Stay the Hell Away from My Frozen Pizza: A Note on Parenting and Coronavirus

man screaming coronavirus

So here we are, an hour after the announcement of likely declaration of national emergency due to coronavirus. And I can only think of one thing: HOLY GOD WHEN IS IT GOING TO KILL ME.

Just kidding! I’m not thinking that… yet. But you know what I am thinking about? How in the hell are we going to get through these next few weeks?

I joked yesterday on Instagram that people better stay the hell away from my stockpile of frozen pizzas. And while I’m obviously joking (but no I’m not, seriously stay away), there is very little to laugh about when it comes to what is happening in our country right now.

[Insert dialogue.

Therapist: “And you know what we do when we’re having trouble processing something?”


But seriously, I know there is no simple, or logical, answer to the question on all of our minds right now, which is, 

“Well what in the world do we do right now?!”

The only answer is, we’ll just do it. You know, like we always do as a country. As individual family units, and as the overall badass humans that we all are.

But as the internet lady whose advice you never asked for (but are getting anyway), may I be so bold as to offer this up? Please, please start thinking about what safety looks like for you and your family. What will it take to make you feel safe? Do that.

This article in Newsweek recently gave me pause as to how I want to conduct myself, and guide my family, as our country deals with this virus. It also led to a brief but productive conversation between Andrew and me yesterday about our family plan. And right now it looks like this: Stay away from big crowds (20+ people); restrict kids’ playing time to spaces outside that are fully open and ventilated (and then of course, scrub them down when they get home); and overall just try not to lose our shit. (That last one is easier said than done!)

As parents, this type of uncertainty about the virus compounded with the general upheaval of our schedules is challenging, to say the least. If I’m not careful about managing my stress, I can easily get into an anxious spiral worrying about every potential outcome. And that is most certainly not what I need to be using my energy for right now.

I’m sure this is what’s happening in your town too. But here we are also fully preparing for the possibility that our kids’ schools will be closed over the next several weeks.

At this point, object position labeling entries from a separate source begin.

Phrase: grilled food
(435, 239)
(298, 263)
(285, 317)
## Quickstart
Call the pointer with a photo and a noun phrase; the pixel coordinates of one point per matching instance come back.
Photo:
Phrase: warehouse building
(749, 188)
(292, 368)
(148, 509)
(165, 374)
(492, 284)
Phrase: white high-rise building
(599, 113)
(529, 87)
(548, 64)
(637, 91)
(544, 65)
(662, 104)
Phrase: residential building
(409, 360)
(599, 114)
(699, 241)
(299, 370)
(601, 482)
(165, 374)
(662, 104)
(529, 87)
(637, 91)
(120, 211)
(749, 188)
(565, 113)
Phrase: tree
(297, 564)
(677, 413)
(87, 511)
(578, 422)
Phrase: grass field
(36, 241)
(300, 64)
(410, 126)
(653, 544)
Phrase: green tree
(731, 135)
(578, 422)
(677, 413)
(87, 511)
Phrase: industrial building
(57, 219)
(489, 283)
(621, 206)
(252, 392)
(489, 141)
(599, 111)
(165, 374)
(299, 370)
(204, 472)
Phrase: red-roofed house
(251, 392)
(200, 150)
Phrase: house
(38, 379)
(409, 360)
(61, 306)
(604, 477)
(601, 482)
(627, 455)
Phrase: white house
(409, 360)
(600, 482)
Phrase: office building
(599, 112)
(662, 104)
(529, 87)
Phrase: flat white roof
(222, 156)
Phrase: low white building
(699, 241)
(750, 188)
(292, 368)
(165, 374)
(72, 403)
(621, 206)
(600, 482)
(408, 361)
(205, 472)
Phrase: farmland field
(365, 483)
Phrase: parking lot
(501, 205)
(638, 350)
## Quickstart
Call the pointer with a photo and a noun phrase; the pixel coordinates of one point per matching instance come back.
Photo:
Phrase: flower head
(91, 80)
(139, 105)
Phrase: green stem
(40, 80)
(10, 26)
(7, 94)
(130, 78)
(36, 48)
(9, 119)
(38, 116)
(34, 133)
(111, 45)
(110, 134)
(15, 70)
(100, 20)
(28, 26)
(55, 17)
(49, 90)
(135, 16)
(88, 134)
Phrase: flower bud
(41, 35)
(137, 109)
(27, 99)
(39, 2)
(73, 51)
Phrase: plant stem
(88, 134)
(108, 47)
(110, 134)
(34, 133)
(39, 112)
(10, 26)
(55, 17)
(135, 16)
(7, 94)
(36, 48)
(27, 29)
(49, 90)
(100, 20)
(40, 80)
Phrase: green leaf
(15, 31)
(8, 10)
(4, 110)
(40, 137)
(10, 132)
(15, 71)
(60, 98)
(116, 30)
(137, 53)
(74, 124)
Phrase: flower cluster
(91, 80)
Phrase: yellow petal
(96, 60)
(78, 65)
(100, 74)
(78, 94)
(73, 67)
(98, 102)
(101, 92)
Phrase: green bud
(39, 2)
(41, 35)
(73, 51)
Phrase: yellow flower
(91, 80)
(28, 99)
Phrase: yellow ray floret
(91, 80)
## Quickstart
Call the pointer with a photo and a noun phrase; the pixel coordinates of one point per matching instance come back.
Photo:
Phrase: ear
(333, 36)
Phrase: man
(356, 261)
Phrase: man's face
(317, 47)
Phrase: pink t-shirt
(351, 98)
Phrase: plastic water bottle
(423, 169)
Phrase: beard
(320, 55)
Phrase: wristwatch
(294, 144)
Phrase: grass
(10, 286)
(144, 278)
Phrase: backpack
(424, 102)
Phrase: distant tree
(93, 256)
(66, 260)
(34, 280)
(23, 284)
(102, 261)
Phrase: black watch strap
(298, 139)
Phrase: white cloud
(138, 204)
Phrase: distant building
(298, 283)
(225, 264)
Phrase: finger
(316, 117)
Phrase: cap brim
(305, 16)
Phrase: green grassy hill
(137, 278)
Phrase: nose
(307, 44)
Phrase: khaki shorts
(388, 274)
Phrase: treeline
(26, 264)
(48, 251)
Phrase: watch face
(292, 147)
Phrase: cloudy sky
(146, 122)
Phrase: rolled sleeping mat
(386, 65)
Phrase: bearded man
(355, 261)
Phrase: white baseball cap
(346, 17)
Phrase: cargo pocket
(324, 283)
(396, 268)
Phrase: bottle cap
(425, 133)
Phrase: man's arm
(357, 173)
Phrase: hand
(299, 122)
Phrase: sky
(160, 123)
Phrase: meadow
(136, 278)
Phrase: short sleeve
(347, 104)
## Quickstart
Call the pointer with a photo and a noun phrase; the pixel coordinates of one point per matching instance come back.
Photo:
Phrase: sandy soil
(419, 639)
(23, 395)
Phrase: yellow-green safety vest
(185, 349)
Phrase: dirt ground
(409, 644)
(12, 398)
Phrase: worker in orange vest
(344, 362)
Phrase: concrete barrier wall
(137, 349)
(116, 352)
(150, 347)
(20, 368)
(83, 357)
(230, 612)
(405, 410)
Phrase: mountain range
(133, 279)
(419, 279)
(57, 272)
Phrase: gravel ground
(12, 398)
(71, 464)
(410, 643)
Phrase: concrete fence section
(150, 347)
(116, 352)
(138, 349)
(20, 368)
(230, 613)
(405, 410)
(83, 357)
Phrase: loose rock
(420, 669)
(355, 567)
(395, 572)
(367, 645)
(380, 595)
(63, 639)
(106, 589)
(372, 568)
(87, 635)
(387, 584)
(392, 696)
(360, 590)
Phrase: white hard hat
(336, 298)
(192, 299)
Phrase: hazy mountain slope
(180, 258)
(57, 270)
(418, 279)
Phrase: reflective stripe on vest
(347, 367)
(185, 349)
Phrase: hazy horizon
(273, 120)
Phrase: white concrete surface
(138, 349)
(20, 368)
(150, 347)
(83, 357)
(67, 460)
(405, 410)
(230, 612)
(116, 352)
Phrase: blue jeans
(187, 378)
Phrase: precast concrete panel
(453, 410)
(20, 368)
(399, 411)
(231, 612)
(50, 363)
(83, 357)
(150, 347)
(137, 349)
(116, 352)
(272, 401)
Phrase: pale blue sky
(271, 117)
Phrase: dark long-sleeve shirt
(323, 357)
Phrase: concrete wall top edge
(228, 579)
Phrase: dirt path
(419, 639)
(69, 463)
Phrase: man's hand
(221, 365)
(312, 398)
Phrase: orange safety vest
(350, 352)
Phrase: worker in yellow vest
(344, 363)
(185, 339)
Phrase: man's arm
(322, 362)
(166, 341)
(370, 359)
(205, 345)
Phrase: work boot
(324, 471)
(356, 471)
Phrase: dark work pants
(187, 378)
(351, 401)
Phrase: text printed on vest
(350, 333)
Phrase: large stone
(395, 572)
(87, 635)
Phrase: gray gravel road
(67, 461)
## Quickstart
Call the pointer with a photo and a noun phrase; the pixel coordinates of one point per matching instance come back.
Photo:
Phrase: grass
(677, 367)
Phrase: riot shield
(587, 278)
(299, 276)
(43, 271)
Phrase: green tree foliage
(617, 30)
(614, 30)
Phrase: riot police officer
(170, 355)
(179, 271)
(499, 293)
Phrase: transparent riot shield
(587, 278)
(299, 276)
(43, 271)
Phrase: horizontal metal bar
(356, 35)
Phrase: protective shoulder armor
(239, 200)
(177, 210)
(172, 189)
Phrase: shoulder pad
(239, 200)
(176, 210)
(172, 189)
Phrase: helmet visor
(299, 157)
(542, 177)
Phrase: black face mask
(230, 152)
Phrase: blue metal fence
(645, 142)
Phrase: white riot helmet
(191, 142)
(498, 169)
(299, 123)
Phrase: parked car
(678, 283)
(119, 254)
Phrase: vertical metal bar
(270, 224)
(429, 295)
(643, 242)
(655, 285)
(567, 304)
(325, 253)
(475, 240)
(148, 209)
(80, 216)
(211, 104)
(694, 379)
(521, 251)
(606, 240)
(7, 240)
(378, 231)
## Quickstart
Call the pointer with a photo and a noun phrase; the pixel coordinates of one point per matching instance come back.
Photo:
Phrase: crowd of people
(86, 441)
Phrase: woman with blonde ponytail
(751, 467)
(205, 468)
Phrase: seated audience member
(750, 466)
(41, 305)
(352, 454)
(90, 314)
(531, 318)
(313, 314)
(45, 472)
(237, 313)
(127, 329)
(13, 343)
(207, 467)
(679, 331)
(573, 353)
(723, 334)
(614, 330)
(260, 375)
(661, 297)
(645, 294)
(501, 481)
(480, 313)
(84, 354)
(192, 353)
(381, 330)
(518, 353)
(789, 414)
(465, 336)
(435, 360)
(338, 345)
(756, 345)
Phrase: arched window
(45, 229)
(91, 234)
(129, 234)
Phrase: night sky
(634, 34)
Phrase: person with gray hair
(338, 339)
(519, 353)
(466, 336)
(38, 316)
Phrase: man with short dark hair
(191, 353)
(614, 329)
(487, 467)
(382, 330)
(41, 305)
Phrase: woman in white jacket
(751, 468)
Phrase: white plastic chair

(“Fun!” said no parent ever, when faced with the possibility of home schooling their child for an indefinite period on topics they haven’t brushed up on in decades.)

Although no official word has been given yet, a good chunk of the upcoming weeks’ homework has been sent home. And we are getting updates daily as to what we should expect, should schools shut down for a period.

As far as what we’re doing personally, I’m only slightly embarrassed to say that I did in fact stock up. Apocalypse-style, on toilet paper and rice. You know, essentials. But beyond stocking up for a potential 2 weeks spent mostly inside, I’m just not sure what else we can do.

I read some great advice today about what we parents can do should our kids’ schools shut down, and should they be going through any of the attendant stress that a lapse in a normal schedule can bring, and it was as simple as this: Keep a routine. It doesn’t have to be elaborate, and it doesn’t have to be overly strict. But do have them do their normal things at specific times—breakfast, lunch, schoolwork and more—to keep their little worlds turning in the most normal way possible.

I think we can do that.

In the meantime, we’re just going to keep on keepin’ on down here. And let’s give the most giant digital high-five to all of those amazing doctors, nurses and other medical practitioners who are literally keeping our world turning in the middle of what otherwise seems like chaos. We appreciate you.

And for all the rest of us, let’s just keep washing our hands.